1. Field of the Invention
The present invention relates to a device for positioning a rotary actuator.
2. Summary of the Prior Art
Many forms of rotary actuator have only two stable positions, corresponding to the opposite ends of the rotary stroke of the actuator. For example, in a known form of pneumatic rotary actuator, compressed air is supplied to one side or the other of a pivoting vane sealed within a housing, to switch the vane between two end stops limiting its travel. Such an arrangement provides an extremely reliable manner of actuating for mechanisms that have only two operating positions, such as a two port valve.
However, there are many mechanisms that rotary actuators can be usefully used to control, but which have three or more operating positions. For instance, three port valves might require three stop positions and two port valves are sometimes used to crudely control flow rate by introducing an intermediate stop position. Accordingly, it is known to control a rotary actuator to stop at a position intermediate its two end positions. In the known pneumatic actuator referred to above this is achieved, for example, by using solenoid valves to control the flow of air to either side of the vane to position and then hold the vane in an intermediate position by balancing the air pressure on opposite sides of the vane.
Such position control mechanisms are, however, rather complex and do not always provide reliable positioning of the actuator.

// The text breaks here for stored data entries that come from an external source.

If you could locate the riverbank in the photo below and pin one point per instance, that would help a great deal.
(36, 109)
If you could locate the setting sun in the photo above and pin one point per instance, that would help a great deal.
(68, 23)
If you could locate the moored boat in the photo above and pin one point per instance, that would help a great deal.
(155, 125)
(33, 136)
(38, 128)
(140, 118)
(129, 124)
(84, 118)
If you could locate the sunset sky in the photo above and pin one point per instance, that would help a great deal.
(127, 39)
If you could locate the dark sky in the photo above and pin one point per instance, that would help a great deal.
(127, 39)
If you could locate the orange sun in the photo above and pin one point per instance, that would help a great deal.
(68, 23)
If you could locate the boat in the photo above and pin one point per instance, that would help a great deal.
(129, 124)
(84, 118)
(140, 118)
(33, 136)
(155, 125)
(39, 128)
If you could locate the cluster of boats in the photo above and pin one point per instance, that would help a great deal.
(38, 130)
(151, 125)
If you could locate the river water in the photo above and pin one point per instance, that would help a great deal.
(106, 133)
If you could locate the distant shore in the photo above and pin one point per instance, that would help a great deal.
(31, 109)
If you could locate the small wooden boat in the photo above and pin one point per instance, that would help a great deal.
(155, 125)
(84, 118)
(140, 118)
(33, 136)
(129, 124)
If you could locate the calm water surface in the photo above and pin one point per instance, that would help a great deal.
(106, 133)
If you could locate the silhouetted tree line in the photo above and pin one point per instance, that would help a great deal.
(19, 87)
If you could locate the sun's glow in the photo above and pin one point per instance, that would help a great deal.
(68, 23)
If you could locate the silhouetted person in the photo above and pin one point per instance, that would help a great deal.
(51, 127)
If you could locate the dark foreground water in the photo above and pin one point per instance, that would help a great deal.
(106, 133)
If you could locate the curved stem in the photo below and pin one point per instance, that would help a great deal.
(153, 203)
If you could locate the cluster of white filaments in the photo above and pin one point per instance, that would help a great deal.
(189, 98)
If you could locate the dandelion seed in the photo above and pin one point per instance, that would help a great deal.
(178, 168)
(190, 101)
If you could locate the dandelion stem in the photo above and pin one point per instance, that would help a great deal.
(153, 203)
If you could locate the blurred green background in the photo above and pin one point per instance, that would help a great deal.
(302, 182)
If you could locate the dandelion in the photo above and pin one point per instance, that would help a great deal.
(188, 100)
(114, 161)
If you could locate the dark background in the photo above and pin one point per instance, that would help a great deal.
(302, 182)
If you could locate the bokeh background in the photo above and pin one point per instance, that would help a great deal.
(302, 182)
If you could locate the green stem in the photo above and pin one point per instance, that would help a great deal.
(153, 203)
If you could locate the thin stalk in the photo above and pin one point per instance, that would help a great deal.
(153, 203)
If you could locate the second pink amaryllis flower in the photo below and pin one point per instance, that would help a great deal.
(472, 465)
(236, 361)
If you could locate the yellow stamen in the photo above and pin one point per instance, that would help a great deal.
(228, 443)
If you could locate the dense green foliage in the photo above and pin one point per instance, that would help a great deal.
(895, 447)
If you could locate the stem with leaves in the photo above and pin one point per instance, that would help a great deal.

It is a general aim of the present invention to provide a more reliable device for accurately and consistently positioning a rotary actuator at an intermediate position in its stroke.
Accordingly, there is proposed a device for positioning a rotary actuator, the device comprising a rotatably mounted coupling shaft, one end of which can be coupled to an output of the rotary actuator, and a pair of resilient biassing means for applying oppositely directed torques to the coupling shaft, one of the biassing means urging the shaft in a clockwise direction towards a stop position and the other urging the shaft in an anticlockwise direction towards said stop position.
The positioning device can be coupled to the actuator with the stop position, to which the coupling shaft of the device is urged by both biassing means, aligned with the desired intermediate rotary position of the actuator. In this way, when no other operating force is applied to the actuator, the biassing means act to return the actuator to its intermediate position.
In order to provide a more positive stop position for the coupling shaft, the biassing means preferably act on the shaft through a coupling assembly arranged so that the biassing means urging the coupling shaft in a clockwise direction towards said stop position is uncoupled from the shaft when the shaft rotates in a clockwise direction beyond the stop position and the biassing means urging the coupling shaft in an anticlockwise direction towards said stop position is uncoupled from the shaft when the shaft rotates in an anticlockwise direction beyond the stop position. With this arrangement, even if the biassing means are not balanced with one another, the stop position is accurately defined.
In a particularly preferred form the coupling assembly comprises a pair of coupling members, each of the biassing means acting on the coupling shaft through a respective one of the coupling members. Each coupling member is prevented by a physical stop from rotating beyond the stop position in the direction of the bias, but the coupling shaft is free to continue rotating in this direction independently of the coupling member. In this way, since the biassing means acts on the coupling member, rather than directly on the coupling shaft, once the shaft rotates beyond the stop position, the biassing means ceases to act on it.
The biassing means preferably apply substantially only a torque to the coupling shaft. That is to say, preferably little or no lateral forces are applied to this shaft. Clock-type springs are particularly suitable, since they provide substantially a pure torque output.